O-Ton Yoko Ono: "Als John starb, konnte ich nicht mehr lächeln. Ich habe immer so traurig geguckt, und als ich in den Spiegel geschaut habe und mein trauriges Gesicht gesehen habe, dachte ich: Das ist schlecht für mich, das macht mich krank, und ich muss mich retten. Also habe ich beschlossen, zu lächeln. Am Anfang dachte ich noch, oh, das ist ja so künstlich, das ist ja ein nachgemachtes Lächeln. Und am Anfang ist es vielleicht auch künstlich, aber dann, Stück für Stück, wird es ein richtiges Lächeln."

Bürger: Auch daraus hat Yoko Ono später eine Performance entwickelt, in der Museumsbesucher in einem Raum Platz nehmen können, um dann zu Lächeln! Vor der heutigen Eröffnung der großen Yoko-Ono-Retrospektive in der Frankfurter Schirn bin ich jetzt mit der Kuratorin Ingrid Pfeiffer verbunden. Schönen guten Tag, Frau Pfeiffer!

Ingrid Pfeiffer: Guten Tag!

Bürger: Wird es diesen Raum zum Lächeln in der Schirn auch geben?

Pfeiffer: Nein, aber es wird die "Box of Smile" geben. Das ist eine kleine Metalldose aus den 60er-Jahren. Da schaut man hinein und unten ist ein Spiegel und kann sich da jederzeit lächeln sehen.

Bürger: Es gab in den vergangenen Jahren schon hier und da kleinere Ausstellungen von Yoko Ono in Europa, jetzt aber erstmals eine umfassende Retrospektive, die sich vor allem auf ihre Arbeiten aus den 60er- und 70er-Jahren konzentrieren will, von heute aus betrachtet. Wie innovativ war das denn, was Yoko Ono damals in New York veranstaltet hat?

Pfeiffer: Also, wir sehen heute Yoko Ono als Pionierin sowohl auf dem Gebiet der Konzeptkunst als auch in der Performance und Body Art. Keiner hat so früh wie sie reine Texte an die Wand gehängt oder als Frau sich auf eine Bühne gesetzt und vom Publikum die Kleider vom Leib schneiden lassen. Also, beides sind ganz, ganz, soll ich sagen, radikale Aktionen gewesen. Und da war sie ganz vorne weg.
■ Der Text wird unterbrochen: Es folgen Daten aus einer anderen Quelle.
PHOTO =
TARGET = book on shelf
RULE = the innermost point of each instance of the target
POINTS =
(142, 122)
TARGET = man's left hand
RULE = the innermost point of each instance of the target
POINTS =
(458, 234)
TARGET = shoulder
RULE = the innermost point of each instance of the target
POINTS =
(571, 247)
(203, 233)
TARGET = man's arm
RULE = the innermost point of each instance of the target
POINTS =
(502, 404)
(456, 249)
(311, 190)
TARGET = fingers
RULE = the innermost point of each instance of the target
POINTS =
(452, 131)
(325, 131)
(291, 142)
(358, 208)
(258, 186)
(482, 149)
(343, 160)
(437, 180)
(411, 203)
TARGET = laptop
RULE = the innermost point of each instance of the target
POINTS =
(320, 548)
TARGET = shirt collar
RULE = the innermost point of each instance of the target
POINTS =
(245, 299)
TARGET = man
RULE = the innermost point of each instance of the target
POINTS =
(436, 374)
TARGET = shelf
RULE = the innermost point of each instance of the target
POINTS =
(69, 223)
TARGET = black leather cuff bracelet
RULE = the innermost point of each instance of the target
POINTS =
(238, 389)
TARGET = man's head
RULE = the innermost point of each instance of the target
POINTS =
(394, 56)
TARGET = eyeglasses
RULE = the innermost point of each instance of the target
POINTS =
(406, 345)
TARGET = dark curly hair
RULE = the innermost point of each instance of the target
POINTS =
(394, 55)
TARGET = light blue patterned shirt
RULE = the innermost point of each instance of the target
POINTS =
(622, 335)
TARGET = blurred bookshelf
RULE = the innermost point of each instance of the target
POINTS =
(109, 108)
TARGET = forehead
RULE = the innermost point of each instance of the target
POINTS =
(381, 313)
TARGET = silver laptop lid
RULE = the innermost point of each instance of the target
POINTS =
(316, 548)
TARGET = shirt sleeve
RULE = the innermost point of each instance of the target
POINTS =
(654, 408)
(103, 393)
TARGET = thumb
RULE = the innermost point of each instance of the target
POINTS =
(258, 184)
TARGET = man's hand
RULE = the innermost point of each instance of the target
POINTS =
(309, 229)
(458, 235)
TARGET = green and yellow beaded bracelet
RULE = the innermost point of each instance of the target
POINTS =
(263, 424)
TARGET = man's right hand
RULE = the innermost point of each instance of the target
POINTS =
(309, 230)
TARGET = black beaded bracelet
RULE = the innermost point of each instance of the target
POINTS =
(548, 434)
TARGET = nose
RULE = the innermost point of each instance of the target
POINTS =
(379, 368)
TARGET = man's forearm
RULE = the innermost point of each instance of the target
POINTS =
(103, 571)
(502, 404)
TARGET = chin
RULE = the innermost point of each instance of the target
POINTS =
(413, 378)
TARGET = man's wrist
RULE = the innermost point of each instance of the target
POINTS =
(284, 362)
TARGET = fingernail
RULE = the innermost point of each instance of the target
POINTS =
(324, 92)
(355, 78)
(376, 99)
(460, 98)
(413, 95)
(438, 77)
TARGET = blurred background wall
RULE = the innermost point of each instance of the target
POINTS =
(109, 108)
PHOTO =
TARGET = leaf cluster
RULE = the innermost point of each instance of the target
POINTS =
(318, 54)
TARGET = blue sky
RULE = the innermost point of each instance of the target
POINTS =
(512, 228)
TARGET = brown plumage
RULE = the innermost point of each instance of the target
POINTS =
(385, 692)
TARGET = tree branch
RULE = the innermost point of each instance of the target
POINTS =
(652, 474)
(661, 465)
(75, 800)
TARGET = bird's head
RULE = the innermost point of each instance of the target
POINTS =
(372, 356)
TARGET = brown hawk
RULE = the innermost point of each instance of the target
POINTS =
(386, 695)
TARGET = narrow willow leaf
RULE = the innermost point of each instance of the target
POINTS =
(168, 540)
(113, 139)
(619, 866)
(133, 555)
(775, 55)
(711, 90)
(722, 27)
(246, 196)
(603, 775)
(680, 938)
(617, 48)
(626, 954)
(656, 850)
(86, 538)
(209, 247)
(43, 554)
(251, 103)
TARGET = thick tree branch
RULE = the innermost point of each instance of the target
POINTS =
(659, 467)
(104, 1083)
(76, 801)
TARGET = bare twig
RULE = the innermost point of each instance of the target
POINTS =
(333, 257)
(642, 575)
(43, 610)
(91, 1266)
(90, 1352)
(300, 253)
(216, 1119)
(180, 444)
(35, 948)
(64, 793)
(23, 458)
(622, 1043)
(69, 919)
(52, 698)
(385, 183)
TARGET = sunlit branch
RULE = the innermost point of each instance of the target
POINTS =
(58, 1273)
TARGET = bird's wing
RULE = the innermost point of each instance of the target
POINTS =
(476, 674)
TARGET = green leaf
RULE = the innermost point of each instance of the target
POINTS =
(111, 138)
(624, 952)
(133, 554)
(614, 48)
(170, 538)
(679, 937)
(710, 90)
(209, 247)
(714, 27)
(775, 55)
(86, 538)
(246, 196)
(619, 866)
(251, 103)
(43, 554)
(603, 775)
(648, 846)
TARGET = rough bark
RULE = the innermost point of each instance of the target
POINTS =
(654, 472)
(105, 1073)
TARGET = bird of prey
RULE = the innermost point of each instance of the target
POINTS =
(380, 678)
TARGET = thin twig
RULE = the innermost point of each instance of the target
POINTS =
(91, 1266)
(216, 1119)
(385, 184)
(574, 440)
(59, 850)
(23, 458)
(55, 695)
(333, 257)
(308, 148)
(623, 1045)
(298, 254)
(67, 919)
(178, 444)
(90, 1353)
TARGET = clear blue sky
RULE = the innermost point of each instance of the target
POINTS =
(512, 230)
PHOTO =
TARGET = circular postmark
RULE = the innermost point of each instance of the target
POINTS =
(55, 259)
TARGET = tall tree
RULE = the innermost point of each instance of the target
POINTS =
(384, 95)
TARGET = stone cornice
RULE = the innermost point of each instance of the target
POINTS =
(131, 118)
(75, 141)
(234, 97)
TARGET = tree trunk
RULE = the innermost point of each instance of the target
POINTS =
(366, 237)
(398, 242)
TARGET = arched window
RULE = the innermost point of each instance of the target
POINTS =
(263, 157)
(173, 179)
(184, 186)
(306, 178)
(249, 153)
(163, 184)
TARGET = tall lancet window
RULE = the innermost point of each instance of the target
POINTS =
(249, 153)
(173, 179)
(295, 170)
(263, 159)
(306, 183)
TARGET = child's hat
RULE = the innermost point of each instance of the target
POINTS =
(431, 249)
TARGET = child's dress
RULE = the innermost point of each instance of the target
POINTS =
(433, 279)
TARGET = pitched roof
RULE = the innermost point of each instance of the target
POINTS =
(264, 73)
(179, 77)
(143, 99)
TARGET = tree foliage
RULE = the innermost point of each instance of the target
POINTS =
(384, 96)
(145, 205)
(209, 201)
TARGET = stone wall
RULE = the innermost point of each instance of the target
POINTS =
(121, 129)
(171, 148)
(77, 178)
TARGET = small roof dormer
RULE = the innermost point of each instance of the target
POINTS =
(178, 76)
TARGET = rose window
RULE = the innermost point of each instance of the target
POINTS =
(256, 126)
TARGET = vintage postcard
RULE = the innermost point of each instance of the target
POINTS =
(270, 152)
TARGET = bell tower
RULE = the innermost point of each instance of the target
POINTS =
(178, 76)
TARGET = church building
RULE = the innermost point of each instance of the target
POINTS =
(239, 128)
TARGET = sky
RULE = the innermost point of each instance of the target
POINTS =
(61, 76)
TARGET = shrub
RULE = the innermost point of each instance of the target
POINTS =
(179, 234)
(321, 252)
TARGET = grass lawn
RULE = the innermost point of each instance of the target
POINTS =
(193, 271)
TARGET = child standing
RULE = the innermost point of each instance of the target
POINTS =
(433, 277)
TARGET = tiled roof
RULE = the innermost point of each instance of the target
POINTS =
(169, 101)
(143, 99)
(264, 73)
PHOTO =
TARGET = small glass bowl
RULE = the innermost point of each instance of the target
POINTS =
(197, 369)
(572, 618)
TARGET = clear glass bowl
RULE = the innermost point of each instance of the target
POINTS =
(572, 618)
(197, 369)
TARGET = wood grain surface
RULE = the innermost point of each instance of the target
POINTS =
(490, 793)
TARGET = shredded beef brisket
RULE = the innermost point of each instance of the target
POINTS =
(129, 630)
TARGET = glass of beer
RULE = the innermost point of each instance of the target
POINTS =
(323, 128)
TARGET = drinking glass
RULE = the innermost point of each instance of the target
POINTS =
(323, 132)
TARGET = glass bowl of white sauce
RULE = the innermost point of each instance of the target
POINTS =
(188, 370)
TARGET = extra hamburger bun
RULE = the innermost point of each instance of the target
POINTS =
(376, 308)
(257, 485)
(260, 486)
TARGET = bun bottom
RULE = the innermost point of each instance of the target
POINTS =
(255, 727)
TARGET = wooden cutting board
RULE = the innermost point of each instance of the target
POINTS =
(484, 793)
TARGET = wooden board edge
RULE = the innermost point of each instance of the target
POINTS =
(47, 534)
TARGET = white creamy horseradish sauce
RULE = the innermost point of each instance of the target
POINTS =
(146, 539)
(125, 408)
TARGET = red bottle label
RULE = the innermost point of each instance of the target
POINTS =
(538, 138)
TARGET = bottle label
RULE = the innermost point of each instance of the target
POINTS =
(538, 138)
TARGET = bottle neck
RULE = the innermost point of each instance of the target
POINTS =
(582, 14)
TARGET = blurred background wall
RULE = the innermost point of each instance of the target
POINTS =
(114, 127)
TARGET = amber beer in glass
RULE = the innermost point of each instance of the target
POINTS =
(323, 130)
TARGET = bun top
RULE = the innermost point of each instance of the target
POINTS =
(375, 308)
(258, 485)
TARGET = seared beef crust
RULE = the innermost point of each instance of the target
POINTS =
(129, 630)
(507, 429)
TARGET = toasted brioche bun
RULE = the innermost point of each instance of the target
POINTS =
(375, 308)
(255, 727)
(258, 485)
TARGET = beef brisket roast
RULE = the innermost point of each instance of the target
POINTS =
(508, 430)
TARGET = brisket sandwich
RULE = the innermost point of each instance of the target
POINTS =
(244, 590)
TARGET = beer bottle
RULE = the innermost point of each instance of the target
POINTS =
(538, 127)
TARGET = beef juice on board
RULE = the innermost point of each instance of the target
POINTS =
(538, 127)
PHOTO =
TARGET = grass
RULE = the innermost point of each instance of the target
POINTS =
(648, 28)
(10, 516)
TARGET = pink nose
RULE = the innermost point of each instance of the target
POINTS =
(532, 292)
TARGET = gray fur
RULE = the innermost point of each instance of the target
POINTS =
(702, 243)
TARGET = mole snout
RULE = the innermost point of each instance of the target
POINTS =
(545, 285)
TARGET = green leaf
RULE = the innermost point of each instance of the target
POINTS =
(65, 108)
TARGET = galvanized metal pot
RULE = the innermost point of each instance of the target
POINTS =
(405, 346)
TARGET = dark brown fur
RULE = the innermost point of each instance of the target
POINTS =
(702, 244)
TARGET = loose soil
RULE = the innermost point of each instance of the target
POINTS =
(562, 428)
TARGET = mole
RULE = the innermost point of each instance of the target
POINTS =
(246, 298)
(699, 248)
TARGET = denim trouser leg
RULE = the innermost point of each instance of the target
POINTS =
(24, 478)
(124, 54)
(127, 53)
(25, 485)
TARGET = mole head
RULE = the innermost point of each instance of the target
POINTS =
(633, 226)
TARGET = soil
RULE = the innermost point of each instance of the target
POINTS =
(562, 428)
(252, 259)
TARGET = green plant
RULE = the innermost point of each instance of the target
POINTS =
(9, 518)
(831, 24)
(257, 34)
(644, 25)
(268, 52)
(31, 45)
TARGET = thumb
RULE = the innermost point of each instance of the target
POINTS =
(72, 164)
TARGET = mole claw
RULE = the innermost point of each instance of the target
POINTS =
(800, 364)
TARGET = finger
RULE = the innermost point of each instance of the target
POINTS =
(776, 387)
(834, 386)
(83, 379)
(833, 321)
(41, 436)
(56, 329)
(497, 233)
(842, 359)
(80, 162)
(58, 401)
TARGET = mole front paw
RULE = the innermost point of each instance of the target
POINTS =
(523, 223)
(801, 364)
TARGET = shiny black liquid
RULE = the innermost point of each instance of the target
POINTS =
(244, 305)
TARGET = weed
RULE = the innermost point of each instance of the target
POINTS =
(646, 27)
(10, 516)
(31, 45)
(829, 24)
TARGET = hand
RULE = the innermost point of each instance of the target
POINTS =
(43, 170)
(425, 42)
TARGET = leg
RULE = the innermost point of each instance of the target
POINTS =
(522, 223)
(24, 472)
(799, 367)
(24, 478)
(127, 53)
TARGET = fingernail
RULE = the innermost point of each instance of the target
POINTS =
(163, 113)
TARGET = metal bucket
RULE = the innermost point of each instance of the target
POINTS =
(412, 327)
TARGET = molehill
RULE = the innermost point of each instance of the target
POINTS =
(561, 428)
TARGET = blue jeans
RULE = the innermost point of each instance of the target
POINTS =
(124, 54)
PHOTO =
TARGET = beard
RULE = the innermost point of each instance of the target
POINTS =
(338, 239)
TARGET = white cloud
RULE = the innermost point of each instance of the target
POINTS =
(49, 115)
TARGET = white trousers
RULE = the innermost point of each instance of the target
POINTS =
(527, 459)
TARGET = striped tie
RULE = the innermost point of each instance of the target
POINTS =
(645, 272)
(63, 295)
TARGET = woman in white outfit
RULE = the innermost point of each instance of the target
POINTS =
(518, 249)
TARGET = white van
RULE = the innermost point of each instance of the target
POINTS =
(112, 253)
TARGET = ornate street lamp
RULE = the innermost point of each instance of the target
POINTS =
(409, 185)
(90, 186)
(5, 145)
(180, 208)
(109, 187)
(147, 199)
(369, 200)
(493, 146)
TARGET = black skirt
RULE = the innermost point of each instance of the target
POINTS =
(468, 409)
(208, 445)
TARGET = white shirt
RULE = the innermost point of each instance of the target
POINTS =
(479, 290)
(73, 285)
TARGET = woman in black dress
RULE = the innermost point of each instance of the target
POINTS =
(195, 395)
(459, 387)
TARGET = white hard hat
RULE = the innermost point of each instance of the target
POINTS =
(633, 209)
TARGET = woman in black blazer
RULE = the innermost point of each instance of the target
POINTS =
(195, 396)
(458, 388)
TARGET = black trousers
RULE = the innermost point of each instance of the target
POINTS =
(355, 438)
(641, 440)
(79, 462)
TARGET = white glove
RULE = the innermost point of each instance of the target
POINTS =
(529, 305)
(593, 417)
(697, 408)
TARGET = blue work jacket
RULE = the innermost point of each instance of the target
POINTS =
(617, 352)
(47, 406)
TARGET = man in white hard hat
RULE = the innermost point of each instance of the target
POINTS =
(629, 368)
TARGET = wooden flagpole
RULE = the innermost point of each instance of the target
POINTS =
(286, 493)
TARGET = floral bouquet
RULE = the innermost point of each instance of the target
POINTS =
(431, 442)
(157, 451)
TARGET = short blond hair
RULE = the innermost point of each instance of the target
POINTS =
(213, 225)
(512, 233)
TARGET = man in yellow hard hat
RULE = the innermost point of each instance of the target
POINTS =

Bürger: Legendär ist die legendäre "Bed-in for Peace"-Aktion von Yoko Ono und John Lennon, in der die beiden – als Alternative zur klassischen Hochzeitsreise – in einem Amsterdamer Hotelbett eine Protestperformance gegen den Vietnamkrieg inszeniert haben. Friedensaktivismus, das ist eine Säule im Leben und Werk von Yoko Ono, und ihr feministisches Engagement ist die zweite wichtige Säule. Darauf haben Sie gerade selbst angespielt, Frau Pfeiffer, mit dieser Performance "Cut Piece". Was hat die uns heute zu sagen, in Zeiten, in denen wir wieder über Sexismus debattieren?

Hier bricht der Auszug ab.